Different pronouns depending on whether you’re talking about a parent, a sibling, partner, a lover, a friend, an aquaintance, a coworker… imagine the drama potential.
People switching up to friend or lover pronouns too early in a relationship and getting rejected.
Stranger pronouns being literally only okay if you’re using them to describe somebody you just met and will never see again, because any closer degree of relationship than that will have its own pronouns, and not using them is a calculated insult.
Specific pronouns to refer to mortal enemies that pretty much nobody ever uses outside of works of fiction, because using them to describe somebody is like openly admitting that you’re probably planning to kill that person.
This concept possibly getting watered down though as time goes on. Like how swear words like ‘damn’ and ‘hell’ have kind of lost their power over the years, young people start using mortal enemy pronouns to refer to like, people who are mildly annoying, or public figures they don’t like (both of which previously had their own pronouns). Older generations getting really offended by this.
Separate pronouns for fictional characters.
A classic sitcom trope is somebody assuming they’re being referred to with certain pronouns that suggest dramatic changes in their relationship with the person talking about them, only for them to find out at the end of the episode that the person was actually referring to somebody else.
Everybody knowing the moment shit has gone down because “I just saw Skrith and Jarn in the cafeteria this morning. I know you said friend seemed okay last night, but you won’t believe which pronouns friend used to refer to enemy-of-friend!”

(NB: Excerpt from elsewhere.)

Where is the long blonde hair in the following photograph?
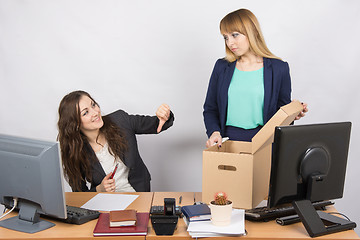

Actually, pronouns denoting other people’s relationships to people in relation to you. You might not know X that well, but they’re your friend Y’s close friend, so you can either use aquaintance or friend-of-friend pronouns.
Sibling, parent, child, cousin, etc. pronouns originally only being used for blood family or adopted children, but gradually getting used to refer to any relationship that fills that role in your life. “Oh no, child isn’t actually a relative, but I looked after child while child’s parents were on research trips, and friends were okay with child using parent pronouns for me if child wanted to.”
Human translation devices really not being able to keep up with this, because how the fuck is the software supposed to know how close you are to this person? Humans who actually try and learn the language not faring much better, because not only are there a lot of pronouns to learn, but the nuances of when exactly you’re meant to change are very culturally specific.
Aliens meanwhile being kind of horrified that most humans will use the same two or three pronouns to refer to everyone they encounter. Do they all hate each other? Or, conversely, are they all super close? What is wrong with these people?
They end up just straight up creating a new pronoun meaning ‘member of X species’ for all other species to use to refer to them, because the alternative is having fistfights break out on ships because the humans don’t understand why it’s so fucking offensive to refer to a coworker with aquaintance pronouns.